Another technology that CIOs and data center managers can deploy and use is
In-Row cooling. This technology goes on to prove that modifying the cooling
architecture in a data-center can go a long way in achieving better power
efficiency. Traditional cooling mechanisms utilize the raised floor of a
data-center to pump air from the bottom and cool each server in the rack bottom
upwards. With the advent of blade servers, the performance of each other and the
corresponding cooling it requires is directly proportional to the compute power
that is designated to the particular blade.

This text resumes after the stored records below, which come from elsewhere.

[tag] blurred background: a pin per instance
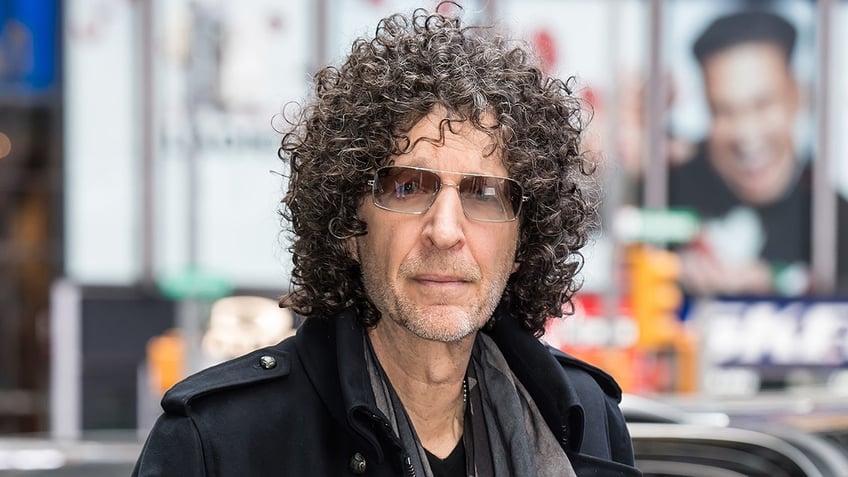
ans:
(140, 238)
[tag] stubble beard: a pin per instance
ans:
(446, 323)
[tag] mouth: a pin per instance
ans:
(438, 279)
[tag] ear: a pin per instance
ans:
(352, 248)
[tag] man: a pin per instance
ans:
(747, 179)
(437, 209)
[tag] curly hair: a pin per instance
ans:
(357, 120)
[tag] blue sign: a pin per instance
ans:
(773, 333)
(28, 46)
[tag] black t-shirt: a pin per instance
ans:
(785, 223)
(452, 465)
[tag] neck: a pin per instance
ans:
(429, 378)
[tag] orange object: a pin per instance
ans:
(165, 360)
(655, 296)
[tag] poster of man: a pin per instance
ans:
(749, 174)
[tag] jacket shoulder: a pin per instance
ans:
(574, 366)
(255, 367)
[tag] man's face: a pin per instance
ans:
(439, 275)
(753, 99)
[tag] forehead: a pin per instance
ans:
(454, 146)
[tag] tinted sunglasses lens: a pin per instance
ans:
(404, 189)
(493, 199)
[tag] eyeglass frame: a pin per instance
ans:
(372, 183)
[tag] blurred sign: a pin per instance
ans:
(661, 226)
(773, 333)
(194, 282)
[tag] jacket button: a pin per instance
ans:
(357, 463)
(268, 362)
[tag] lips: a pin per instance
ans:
(440, 279)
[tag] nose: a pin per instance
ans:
(445, 219)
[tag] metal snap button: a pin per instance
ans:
(357, 463)
(268, 362)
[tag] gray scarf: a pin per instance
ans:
(504, 433)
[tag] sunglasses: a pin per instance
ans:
(412, 190)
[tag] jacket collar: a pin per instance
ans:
(332, 353)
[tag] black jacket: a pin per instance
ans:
(304, 408)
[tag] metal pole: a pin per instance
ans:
(147, 145)
(656, 166)
(824, 213)
(613, 179)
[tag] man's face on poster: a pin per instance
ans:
(753, 100)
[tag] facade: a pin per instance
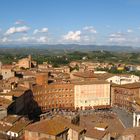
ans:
(54, 96)
(47, 129)
(123, 79)
(91, 95)
(26, 63)
(6, 72)
(124, 95)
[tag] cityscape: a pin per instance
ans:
(69, 70)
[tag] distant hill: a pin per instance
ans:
(76, 47)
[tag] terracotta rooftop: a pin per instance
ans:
(10, 119)
(115, 127)
(51, 127)
(4, 102)
(135, 131)
(128, 86)
(97, 134)
(89, 82)
(19, 126)
(85, 74)
(7, 66)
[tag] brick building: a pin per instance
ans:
(54, 96)
(124, 95)
(95, 94)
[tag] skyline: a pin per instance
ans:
(111, 22)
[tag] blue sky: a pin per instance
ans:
(70, 21)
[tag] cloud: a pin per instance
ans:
(90, 29)
(14, 30)
(72, 36)
(129, 30)
(5, 40)
(25, 39)
(18, 22)
(43, 30)
(42, 39)
(117, 38)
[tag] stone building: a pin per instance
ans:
(124, 95)
(7, 72)
(94, 94)
(54, 96)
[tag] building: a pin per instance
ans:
(123, 79)
(47, 129)
(124, 95)
(54, 96)
(7, 72)
(94, 94)
(26, 63)
(13, 126)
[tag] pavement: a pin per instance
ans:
(125, 117)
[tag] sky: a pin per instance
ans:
(100, 22)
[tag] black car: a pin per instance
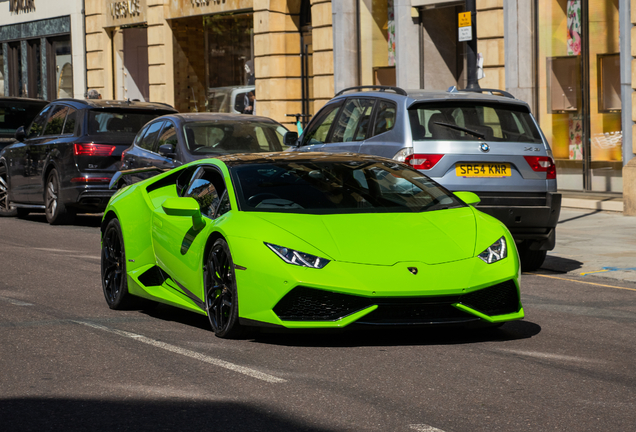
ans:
(175, 139)
(64, 161)
(16, 112)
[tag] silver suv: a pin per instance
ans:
(465, 140)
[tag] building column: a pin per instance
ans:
(345, 44)
(407, 46)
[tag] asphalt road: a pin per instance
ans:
(68, 363)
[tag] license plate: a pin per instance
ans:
(478, 169)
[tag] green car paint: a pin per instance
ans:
(370, 254)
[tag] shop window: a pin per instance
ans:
(377, 42)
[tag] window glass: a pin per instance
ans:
(232, 137)
(36, 128)
(353, 123)
(168, 136)
(385, 119)
(55, 124)
(149, 139)
(335, 187)
(71, 119)
(206, 187)
(469, 121)
(317, 132)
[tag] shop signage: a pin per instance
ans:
(124, 12)
(17, 6)
(465, 27)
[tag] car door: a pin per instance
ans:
(178, 246)
(316, 133)
(351, 127)
(19, 159)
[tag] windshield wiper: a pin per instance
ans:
(463, 129)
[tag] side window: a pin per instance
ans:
(55, 124)
(385, 118)
(318, 130)
(207, 188)
(148, 141)
(354, 121)
(37, 126)
(71, 120)
(168, 136)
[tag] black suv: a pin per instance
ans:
(65, 160)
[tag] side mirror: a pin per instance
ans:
(167, 150)
(20, 135)
(186, 206)
(290, 139)
(469, 198)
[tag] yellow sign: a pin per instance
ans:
(464, 19)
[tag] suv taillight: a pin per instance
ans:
(92, 149)
(423, 161)
(542, 164)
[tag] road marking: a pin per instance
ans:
(15, 302)
(424, 428)
(577, 281)
(192, 354)
(549, 356)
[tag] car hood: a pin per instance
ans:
(385, 238)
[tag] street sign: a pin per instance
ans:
(465, 27)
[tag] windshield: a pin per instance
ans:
(239, 136)
(319, 187)
(118, 121)
(467, 121)
(14, 114)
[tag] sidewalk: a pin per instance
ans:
(594, 243)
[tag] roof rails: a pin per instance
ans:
(504, 93)
(379, 88)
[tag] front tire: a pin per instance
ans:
(114, 281)
(56, 211)
(5, 208)
(221, 295)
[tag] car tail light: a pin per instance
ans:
(92, 149)
(90, 180)
(423, 161)
(542, 164)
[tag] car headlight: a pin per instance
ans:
(295, 257)
(497, 251)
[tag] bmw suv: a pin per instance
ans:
(483, 141)
(64, 161)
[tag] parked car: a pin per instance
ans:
(308, 240)
(64, 161)
(229, 99)
(175, 139)
(486, 142)
(16, 112)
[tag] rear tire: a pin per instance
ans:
(56, 211)
(5, 208)
(531, 260)
(114, 277)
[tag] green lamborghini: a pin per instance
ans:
(308, 240)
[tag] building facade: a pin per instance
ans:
(42, 51)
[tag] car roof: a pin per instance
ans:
(258, 158)
(109, 104)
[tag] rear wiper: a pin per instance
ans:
(463, 129)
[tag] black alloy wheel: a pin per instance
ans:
(5, 208)
(221, 297)
(114, 282)
(56, 212)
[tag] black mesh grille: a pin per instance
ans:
(498, 299)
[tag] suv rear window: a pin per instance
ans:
(466, 121)
(118, 121)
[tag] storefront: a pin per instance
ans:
(579, 93)
(42, 49)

In such a scenario, the blade that
is sitting right on top of the stack may be the one releasing maximum hot air,
as it is the one that performs the most. This creates an artificial 'hot zone'
around it, which is further magnified if hot aisles are absent. A simple way to
solve this problem is to cool sideways — in other words, cool air can be pumped
not bottom upwards but along the sides of each server. This way, each server in
the rack across multiple racks gets the same amount of cooling. This may not
always be needed, so automating In-Row cooling of this nature can help the
cooling system 'understand' which server is performing faster than the other,
and adjust the cooling dynamically in real time. If the task assigned to the
particular server is completed and load is shifted to a different server in a
different rack, the cooling changes accordingly to cool the newly assigned
server more effectively. In data-center scenarios where compute power is
required in spikes — for instance on an share broking site where load reduces
significantly on weekends — In-Row cooling can directly contribute to reducing
the power expenses of the enterprise.